Although the appeal must be dismissed, I note that petitioner retains the right to reapply for admission on her daughter’s behalf at any time, should circumstances change, and to submit any documentary evidence for respondent’s consideration.





[1] The assistant superintendent states that she is “charged with, among other things, overseeing residency in the [d]istrict, including claims of homelessness.”

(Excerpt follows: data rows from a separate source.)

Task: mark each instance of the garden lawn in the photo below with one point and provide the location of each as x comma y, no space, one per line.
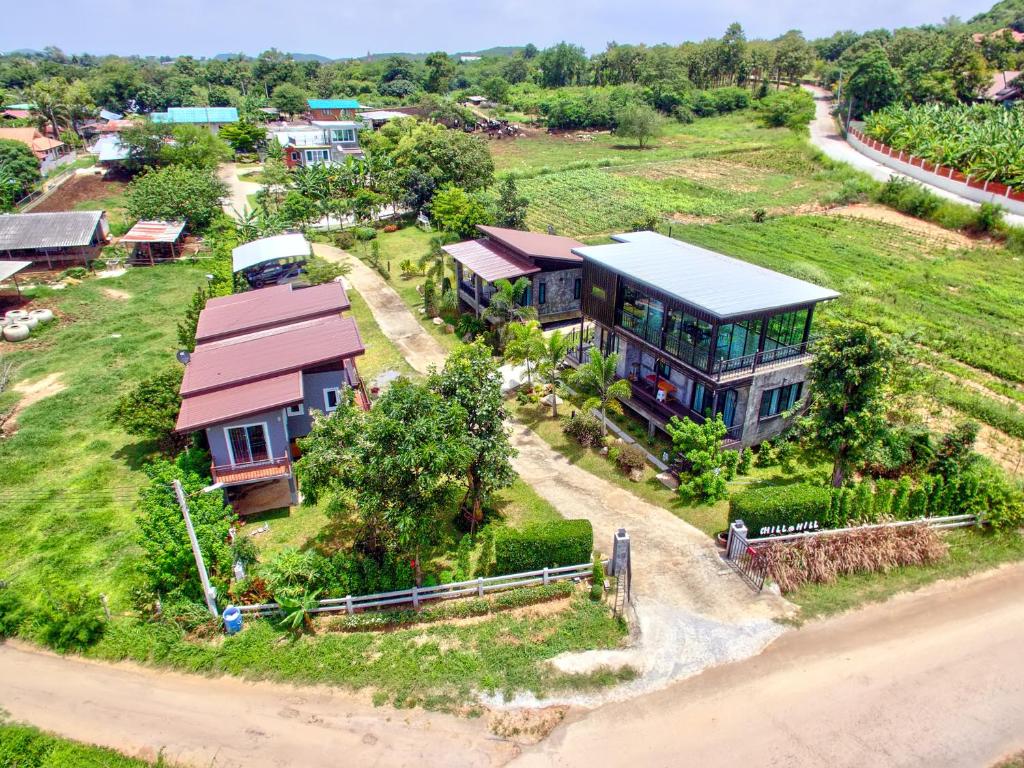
970,551
69,479
437,666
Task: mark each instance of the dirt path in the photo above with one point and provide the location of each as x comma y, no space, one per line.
929,678
825,136
238,190
397,323
693,611
227,722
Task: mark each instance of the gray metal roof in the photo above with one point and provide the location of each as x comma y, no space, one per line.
65,229
718,284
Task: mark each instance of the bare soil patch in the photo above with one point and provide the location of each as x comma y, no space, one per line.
32,393
80,189
926,229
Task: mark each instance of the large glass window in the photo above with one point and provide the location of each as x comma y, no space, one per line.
780,399
737,340
688,339
785,330
641,314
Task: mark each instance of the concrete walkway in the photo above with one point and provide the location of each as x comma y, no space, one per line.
826,137
692,609
238,190
398,324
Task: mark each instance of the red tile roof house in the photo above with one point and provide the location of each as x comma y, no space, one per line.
264,360
555,273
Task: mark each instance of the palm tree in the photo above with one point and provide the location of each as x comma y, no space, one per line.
525,345
556,346
506,306
598,374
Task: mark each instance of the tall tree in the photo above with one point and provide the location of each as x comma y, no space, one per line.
852,373
471,379
598,375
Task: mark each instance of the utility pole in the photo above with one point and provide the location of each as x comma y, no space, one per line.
208,591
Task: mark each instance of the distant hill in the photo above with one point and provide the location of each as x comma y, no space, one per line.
1001,14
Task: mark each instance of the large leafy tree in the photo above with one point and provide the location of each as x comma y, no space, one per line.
597,375
471,379
176,193
853,373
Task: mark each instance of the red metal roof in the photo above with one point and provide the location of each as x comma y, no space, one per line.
155,231
491,260
263,354
534,245
223,404
241,313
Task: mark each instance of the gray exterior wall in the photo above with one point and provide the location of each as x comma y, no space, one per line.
312,388
559,292
275,430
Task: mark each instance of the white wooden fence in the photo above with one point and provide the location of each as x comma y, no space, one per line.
417,595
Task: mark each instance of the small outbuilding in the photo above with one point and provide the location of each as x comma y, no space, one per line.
151,242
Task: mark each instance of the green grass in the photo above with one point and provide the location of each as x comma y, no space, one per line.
68,478
438,666
25,747
970,552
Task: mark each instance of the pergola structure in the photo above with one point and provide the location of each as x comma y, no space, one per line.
158,240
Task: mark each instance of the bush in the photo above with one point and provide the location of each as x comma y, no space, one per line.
548,545
70,617
769,507
632,459
584,428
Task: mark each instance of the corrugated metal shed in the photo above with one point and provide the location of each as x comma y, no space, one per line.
31,230
269,249
333,103
179,115
718,284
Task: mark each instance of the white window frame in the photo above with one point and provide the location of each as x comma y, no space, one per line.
327,402
266,434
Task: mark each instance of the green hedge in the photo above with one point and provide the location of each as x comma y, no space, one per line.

[2] Effective October 1, 2016, §11432(g)(3)(E)(i) of the McKinney-Vento Homeless Assistance Act, as amended by the Every Student Succeeds Act, now requires that if a dispute arises surrounding a student’s eligibility, school selection or enrollment, such student shall be immediately enrolled pending final resolution of the dispute, including all available appeals (42 USC §11432[g][3][E][i]).  Therefore, no application for a stay in this appeal was necessary.


[3] Petitioner states that A.M. does not receive transportation services to and from school, as petitioner drives her to school and A.M. is picked up from school by a friend.


[4] Effective December 10, 2016, children or youth awaiting foster care placement are no longer included in the definition of “homeless children and youths” under the McKinney-Vento Homeless Assistance Act, as amended by the Every Student Succeeds Act (42 USC §11434a).  Effective April 20, 2017, children or youth awaiting foster care placement are no longer included in the definition of “homeless child” in Education Law §3209(1)(a), as amended by Part C of Chapter 56 of the Laws of 2017.  However, those changes are not relevant to a determination in this appeal.


[5] This letter post-dates respondent’s exclusion of A.M. from school.